Our study has two major limitations: relatively small number of samples and uneven distribution of samples per different concentration ranges for some steroids. However, weighted Deming regression suitability analysis has shown acceptable distribution of residuals and linear dependence of data, which means that the study limitations didn’t significantly affect at least the regression based analysis of bias.

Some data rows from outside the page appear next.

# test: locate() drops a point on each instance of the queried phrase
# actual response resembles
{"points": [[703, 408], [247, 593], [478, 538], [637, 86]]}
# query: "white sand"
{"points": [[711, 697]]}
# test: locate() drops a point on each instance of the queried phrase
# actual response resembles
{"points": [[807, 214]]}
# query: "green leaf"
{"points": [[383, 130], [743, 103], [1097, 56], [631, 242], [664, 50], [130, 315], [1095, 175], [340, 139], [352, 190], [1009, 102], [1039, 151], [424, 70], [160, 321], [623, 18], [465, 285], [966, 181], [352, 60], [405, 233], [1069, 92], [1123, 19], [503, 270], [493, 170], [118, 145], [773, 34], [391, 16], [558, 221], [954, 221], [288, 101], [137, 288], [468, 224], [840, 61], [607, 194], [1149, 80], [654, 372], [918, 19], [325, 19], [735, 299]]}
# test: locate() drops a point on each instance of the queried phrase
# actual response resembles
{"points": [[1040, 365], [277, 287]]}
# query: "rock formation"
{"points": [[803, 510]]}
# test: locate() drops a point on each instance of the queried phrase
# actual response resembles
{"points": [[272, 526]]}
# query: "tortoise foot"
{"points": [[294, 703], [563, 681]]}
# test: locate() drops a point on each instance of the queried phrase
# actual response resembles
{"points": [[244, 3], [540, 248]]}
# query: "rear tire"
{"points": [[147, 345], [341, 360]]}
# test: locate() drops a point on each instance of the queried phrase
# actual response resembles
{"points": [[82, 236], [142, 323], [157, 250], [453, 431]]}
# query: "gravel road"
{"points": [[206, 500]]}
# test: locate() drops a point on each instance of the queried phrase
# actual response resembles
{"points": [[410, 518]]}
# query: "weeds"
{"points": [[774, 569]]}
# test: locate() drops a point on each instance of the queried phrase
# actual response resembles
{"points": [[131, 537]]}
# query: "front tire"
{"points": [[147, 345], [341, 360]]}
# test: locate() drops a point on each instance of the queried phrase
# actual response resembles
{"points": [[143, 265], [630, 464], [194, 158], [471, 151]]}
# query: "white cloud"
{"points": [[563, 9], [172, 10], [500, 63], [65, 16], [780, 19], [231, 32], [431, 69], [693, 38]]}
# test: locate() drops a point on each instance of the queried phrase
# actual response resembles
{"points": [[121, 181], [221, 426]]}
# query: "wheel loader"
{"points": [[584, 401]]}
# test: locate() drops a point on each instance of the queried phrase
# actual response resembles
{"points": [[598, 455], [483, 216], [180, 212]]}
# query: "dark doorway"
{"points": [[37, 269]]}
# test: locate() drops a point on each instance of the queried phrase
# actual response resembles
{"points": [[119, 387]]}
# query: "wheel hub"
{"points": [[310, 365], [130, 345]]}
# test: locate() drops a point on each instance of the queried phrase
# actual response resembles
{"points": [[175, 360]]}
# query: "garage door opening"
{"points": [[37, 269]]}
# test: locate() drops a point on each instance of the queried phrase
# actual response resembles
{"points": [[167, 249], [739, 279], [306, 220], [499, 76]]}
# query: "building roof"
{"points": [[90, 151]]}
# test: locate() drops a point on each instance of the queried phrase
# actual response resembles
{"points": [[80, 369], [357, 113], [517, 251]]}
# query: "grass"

In conclusion, evaluated immunoassays failed to satisfy requirements for methods’ comparability and produced significant analytical biases in respect to the LC-MS/MS assay, especially at low concentrations. Considering the vast number of steroid immunoassays of scientific and diagnostic interest, studies of corresponding analytical bias should be continued using large, well defined sets of specific patient groups.